A little ways down the road there’s a bar where my dad took his very first tequila shot ever! I explained how to lick the salt, take the shot, bite the lime and then we went for it! I loved my dad’s response – he coughed like crazy and made the bartender, Esteban and me giggle!
After we took our shots, Esteban walked us to the edge of town, talking about the school, the government and other things to explore near Boquillas.
The town of Boquillas del Carmen from above
» Tips for Visiting Boquillas del Carmen «
- As silly as this sounds – don’t forget your passport. This seemed like a duh! thing to me, but every single person we talked to about Mexico asked if we had our passport – apparently people forget it. Don’t miss out on this experience by doing something silly.
- Know the times of the border crossing! It’s closed Monday & Tuesday, so plan your visit accordingly. Also, it’s only open around business hours, but they change depending on the season.
- Don’t stress about getting pesos – they prefer American dollars.
- Learn more about the other sites provided like mine tours, trekking and their version of the hot springs.
- They “assign” you a tour guide when you cross the border. While you don’t necessarily need a guide, this is their source of income and they work for tips alone. We could’ve said no to Esteban, had lunch, taken a shot and left, but instead we learned about other opportunities to explore in that part of Mexico (some of which I’m dying to do with Matt – plus, I learned they have a hotel there!), Esteban told us loads about Boquillas and I felt like we got to know more about their culture and everyday lives than we ever would have just going for lunch.

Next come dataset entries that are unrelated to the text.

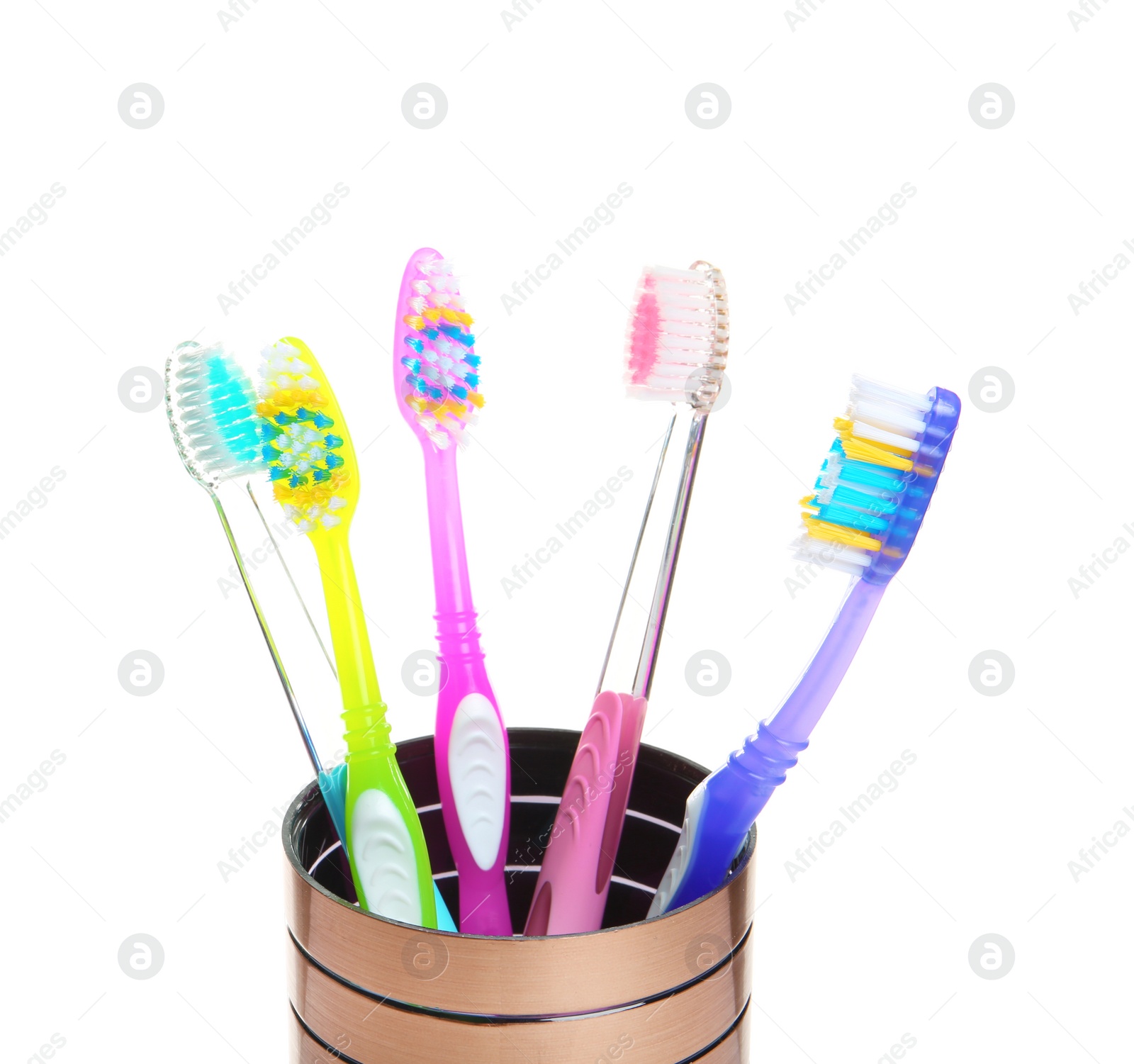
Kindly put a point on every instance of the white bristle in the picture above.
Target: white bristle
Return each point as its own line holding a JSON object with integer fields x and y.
{"x": 831, "y": 556}
{"x": 886, "y": 415}
{"x": 880, "y": 391}
{"x": 868, "y": 431}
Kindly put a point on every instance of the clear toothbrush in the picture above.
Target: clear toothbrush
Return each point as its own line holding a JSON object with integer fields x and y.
{"x": 436, "y": 379}
{"x": 209, "y": 403}
{"x": 678, "y": 347}
{"x": 862, "y": 519}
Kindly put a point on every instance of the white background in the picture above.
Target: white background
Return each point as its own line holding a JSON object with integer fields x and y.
{"x": 544, "y": 121}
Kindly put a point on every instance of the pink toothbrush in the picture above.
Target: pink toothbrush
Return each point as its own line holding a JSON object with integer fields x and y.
{"x": 436, "y": 378}
{"x": 678, "y": 345}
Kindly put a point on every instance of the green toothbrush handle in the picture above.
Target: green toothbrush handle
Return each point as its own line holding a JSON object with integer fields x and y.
{"x": 389, "y": 861}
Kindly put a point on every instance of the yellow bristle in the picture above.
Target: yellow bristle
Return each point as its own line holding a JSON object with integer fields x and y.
{"x": 865, "y": 451}
{"x": 459, "y": 318}
{"x": 836, "y": 533}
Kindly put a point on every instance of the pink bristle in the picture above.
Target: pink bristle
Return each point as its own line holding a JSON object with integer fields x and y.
{"x": 646, "y": 332}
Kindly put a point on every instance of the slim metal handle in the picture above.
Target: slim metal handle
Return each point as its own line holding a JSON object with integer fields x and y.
{"x": 268, "y": 639}
{"x": 644, "y": 678}
{"x": 638, "y": 546}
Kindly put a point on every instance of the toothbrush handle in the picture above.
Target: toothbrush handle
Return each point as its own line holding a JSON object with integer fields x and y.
{"x": 799, "y": 712}
{"x": 474, "y": 777}
{"x": 571, "y": 893}
{"x": 656, "y": 624}
{"x": 722, "y": 810}
{"x": 471, "y": 744}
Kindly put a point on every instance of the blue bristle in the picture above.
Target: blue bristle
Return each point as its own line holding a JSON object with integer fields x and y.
{"x": 232, "y": 403}
{"x": 852, "y": 519}
{"x": 872, "y": 504}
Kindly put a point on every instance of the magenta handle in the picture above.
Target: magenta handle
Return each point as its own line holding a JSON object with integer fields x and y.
{"x": 571, "y": 893}
{"x": 471, "y": 746}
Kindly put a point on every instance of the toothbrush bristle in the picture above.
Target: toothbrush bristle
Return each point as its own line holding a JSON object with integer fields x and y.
{"x": 678, "y": 338}
{"x": 437, "y": 371}
{"x": 865, "y": 480}
{"x": 210, "y": 403}
{"x": 302, "y": 439}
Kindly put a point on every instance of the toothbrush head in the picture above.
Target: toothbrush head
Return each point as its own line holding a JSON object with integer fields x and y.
{"x": 436, "y": 371}
{"x": 304, "y": 445}
{"x": 878, "y": 479}
{"x": 678, "y": 338}
{"x": 210, "y": 403}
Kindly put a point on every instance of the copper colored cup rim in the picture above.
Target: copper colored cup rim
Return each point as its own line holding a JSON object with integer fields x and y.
{"x": 479, "y": 975}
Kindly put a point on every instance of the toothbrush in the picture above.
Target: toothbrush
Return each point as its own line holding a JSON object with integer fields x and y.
{"x": 678, "y": 346}
{"x": 210, "y": 404}
{"x": 306, "y": 449}
{"x": 869, "y": 503}
{"x": 436, "y": 380}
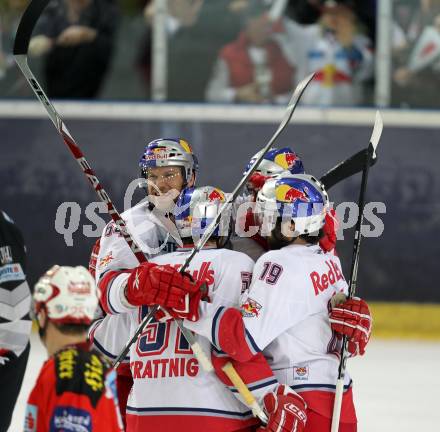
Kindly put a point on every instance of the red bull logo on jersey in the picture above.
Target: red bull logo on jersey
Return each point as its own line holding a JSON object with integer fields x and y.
{"x": 250, "y": 308}
{"x": 301, "y": 373}
{"x": 105, "y": 261}
{"x": 287, "y": 193}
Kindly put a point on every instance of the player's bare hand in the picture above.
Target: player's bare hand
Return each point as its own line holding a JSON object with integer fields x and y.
{"x": 352, "y": 318}
{"x": 75, "y": 35}
{"x": 249, "y": 93}
{"x": 286, "y": 410}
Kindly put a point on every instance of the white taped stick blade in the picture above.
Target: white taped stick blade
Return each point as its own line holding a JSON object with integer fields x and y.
{"x": 258, "y": 412}
{"x": 377, "y": 132}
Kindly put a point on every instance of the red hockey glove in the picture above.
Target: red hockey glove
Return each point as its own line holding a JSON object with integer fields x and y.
{"x": 256, "y": 181}
{"x": 286, "y": 409}
{"x": 150, "y": 284}
{"x": 328, "y": 241}
{"x": 352, "y": 319}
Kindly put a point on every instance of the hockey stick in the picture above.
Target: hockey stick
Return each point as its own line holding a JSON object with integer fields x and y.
{"x": 347, "y": 168}
{"x": 371, "y": 151}
{"x": 211, "y": 228}
{"x": 21, "y": 44}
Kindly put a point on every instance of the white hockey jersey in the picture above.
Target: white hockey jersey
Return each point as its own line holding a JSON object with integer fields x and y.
{"x": 151, "y": 235}
{"x": 171, "y": 391}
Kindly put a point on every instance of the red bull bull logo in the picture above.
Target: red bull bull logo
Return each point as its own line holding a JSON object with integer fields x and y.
{"x": 82, "y": 288}
{"x": 287, "y": 193}
{"x": 250, "y": 308}
{"x": 291, "y": 159}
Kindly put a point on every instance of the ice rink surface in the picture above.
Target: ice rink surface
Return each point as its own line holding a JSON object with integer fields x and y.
{"x": 396, "y": 386}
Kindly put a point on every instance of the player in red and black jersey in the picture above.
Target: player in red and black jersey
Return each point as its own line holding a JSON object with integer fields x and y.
{"x": 76, "y": 388}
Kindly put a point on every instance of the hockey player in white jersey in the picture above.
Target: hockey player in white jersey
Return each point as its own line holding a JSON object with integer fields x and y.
{"x": 276, "y": 162}
{"x": 285, "y": 313}
{"x": 171, "y": 391}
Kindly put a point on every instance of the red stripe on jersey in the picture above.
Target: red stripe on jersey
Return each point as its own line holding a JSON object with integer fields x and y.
{"x": 321, "y": 402}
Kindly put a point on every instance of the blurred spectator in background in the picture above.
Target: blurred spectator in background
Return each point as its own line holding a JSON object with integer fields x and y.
{"x": 15, "y": 322}
{"x": 253, "y": 68}
{"x": 197, "y": 30}
{"x": 339, "y": 53}
{"x": 78, "y": 38}
{"x": 416, "y": 54}
{"x": 12, "y": 81}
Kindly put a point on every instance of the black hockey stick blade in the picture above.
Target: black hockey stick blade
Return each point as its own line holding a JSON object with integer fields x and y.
{"x": 355, "y": 163}
{"x": 27, "y": 24}
{"x": 298, "y": 92}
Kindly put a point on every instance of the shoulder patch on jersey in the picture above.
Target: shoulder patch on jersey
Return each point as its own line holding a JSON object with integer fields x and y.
{"x": 30, "y": 418}
{"x": 80, "y": 372}
{"x": 250, "y": 308}
{"x": 68, "y": 418}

» The Greatest Lesson Boquillas del Carmen Taught Me «
While I have been to many third-world countries and crossed multiple borders on foot or by boat, something that really struck me was how something so incredibly insignificant like being born on a certain side of a river can have such a massive impact on your life. Going through Big Bend along the Rio Grande was surreal even before we actually crossed it. Poverty and misfortune in Mexico isn’t something that we’re unaware of as Americans, but it’s easy to get caught up in our own lives and it’s all of a sudden out of sight out of mind. When you’re standing in the U.S. looking at this river that is extremely shallow and narrow in places it doesn’t seem possible that a third-world country lies on the other side, but it does.

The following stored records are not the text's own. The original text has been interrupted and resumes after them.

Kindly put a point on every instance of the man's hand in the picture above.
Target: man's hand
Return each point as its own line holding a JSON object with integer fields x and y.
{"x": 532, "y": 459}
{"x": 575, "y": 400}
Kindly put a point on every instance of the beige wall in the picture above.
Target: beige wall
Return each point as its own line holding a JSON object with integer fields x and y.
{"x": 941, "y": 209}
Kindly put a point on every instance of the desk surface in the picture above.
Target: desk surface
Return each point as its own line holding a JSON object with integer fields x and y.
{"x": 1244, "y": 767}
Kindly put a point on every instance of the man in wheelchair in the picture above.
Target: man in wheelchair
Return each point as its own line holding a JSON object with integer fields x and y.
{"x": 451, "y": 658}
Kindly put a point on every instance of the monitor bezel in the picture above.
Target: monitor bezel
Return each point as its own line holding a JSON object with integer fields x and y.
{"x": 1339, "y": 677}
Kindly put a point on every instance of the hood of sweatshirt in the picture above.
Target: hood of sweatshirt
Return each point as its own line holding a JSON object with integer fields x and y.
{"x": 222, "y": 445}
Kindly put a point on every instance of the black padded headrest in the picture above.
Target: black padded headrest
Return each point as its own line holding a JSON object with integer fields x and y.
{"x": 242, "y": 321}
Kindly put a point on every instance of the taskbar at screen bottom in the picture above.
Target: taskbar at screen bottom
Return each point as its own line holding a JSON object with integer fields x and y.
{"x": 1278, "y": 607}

By crossing the Rio Grande and into Boquillas I felt a dichotomy unlike any that I had experienced before. The U.S. border patrol was a permanent adobe building (see first photo), that took us through metal gates, down a nicely paved path to the Rio Grande – in Mexico it was a dirt road about a mile to their construction trailer for their border patrol. I’ve never lived in a house or apartment without air-conditioning in the U.S., in fact I can’t imagine it here in the Midwest – Esteban has no air-conditioning and sleeps outside in his hammock at night to keep cool. Every trip to a poorer country is always a learning opportunity and reminder to be grateful, to give what you can to those less-fortunate, and to appreciate what you have. This trip, though, truly opened my eyes to our neighbors to the south and I feel I have a better understanding just from an afternoon with Esteban in the tiny town of Boquillas del Carmen.